- Born: Sam Honigberg December 22, 1911 Vovkovyntsi, Russian Empire
- Died: May 17, 2007 (aged 95) Los Angeles, California
- Occupations: Media correspondent, publicist

= Sam Honigberg =

Sam Honigberg (1911-2007) was once an associate editor of Billboard Magazine and then later head of a department for Frederick Brothers Artists Corp.

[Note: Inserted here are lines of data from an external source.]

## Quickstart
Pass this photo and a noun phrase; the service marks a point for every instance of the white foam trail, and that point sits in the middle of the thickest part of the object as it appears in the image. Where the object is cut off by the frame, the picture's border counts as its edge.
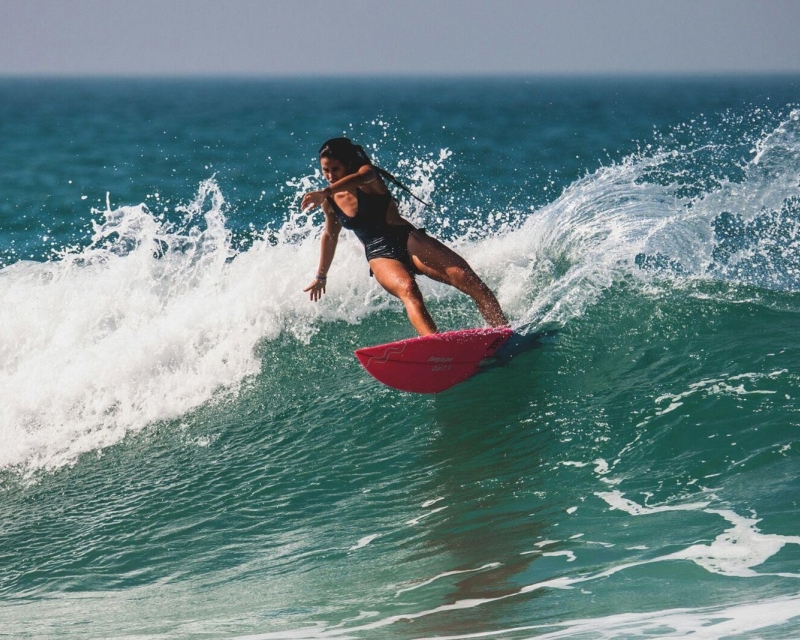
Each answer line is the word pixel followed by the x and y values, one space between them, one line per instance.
pixel 559 260
pixel 147 323
pixel 708 623
pixel 734 552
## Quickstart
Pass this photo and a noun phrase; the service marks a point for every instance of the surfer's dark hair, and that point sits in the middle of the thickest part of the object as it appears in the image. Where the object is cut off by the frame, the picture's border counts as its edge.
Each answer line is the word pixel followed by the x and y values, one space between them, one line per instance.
pixel 353 157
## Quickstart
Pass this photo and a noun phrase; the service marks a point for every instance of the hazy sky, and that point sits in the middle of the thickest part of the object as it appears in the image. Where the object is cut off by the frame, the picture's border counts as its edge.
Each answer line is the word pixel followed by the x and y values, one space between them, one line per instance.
pixel 346 37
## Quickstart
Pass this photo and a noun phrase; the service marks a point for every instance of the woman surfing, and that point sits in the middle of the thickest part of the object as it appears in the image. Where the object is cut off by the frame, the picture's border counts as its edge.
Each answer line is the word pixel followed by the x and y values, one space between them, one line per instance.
pixel 357 198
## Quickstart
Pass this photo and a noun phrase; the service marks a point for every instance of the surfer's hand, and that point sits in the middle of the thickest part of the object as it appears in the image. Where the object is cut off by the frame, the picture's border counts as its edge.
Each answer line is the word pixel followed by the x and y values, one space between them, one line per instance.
pixel 317 288
pixel 313 199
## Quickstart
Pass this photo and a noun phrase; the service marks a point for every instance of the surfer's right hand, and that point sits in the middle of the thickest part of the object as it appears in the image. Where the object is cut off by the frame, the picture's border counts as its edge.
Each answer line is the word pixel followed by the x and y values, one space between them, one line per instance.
pixel 317 288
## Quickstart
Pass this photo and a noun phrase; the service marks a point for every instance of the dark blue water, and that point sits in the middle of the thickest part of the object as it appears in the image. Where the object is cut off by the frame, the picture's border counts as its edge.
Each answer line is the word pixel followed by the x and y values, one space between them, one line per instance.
pixel 188 447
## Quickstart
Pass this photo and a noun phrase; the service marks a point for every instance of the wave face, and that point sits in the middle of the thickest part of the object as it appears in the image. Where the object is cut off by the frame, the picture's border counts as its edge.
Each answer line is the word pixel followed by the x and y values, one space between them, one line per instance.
pixel 188 447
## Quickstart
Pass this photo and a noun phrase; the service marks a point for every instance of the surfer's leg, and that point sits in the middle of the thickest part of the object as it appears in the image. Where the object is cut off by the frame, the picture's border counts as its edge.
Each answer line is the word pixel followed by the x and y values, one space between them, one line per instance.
pixel 393 276
pixel 439 262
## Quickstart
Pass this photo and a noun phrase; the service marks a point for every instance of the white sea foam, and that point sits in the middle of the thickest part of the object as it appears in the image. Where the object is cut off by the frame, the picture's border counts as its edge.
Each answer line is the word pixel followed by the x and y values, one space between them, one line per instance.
pixel 147 323
pixel 152 320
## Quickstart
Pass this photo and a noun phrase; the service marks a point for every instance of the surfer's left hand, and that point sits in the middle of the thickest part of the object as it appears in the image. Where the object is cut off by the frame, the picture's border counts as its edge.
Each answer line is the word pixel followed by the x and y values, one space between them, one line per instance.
pixel 313 199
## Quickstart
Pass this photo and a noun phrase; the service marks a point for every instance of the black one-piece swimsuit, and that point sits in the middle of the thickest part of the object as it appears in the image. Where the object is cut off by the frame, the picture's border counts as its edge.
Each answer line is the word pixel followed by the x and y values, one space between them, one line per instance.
pixel 380 239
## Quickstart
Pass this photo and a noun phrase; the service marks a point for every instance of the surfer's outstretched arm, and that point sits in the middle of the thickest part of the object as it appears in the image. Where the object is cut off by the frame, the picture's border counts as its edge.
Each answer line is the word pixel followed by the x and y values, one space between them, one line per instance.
pixel 330 238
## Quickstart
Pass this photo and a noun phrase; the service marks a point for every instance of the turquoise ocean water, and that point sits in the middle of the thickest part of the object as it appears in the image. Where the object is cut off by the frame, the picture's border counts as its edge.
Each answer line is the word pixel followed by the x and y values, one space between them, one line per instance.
pixel 189 449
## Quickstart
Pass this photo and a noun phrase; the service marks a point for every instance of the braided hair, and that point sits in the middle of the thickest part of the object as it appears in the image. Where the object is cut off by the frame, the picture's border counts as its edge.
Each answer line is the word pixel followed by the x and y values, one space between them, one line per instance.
pixel 353 156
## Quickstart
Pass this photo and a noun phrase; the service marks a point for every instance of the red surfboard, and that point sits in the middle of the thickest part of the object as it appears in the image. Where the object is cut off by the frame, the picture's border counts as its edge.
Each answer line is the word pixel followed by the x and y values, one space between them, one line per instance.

He was also a publicist who represented acts such as George Gobel, Bob Newhart, Steve Allen and the Leave It to Beaver series.

==Personal background==
Honigberg was born in the Russian Empire. In 1926, he and his family he emigrated to the United States where they settled in Pittsburgh. He later attended the Pittsburgh University. One of his classmates was Gene Kelly.

He was a longtime friend of entertainer George Gobel who had also worked for as his publicity man. For a period of time, the Honigbergs lived in Sherman Oaks, Los Angeles.

His wife Anne died at age 85 on July 1, 1999, of natural causes at Encino Hospital. He died of natural causes on 17 May 2007 at age 95.

==Career==
He started working as a Pittsburgh-based correspondent for The Billboard in the early 1930s. He spent ten years with the magazine, where he worked at both the New York City and Chicago offices. In his final year there he worked on the magazine's night club, cocktail and vaudeville departments. In 1943, he left to take up a position at Frederick Brothers Artists Corp in the act dept, replacing a role vacated by Freddy Williamson.
In 1950, he had Kenny Myers working for him at his Chicago office handling DJ promotion.

He worked as a unit publicist for RKO, Paramount and Universal. He also worked for Rogers & Cowan for a few years.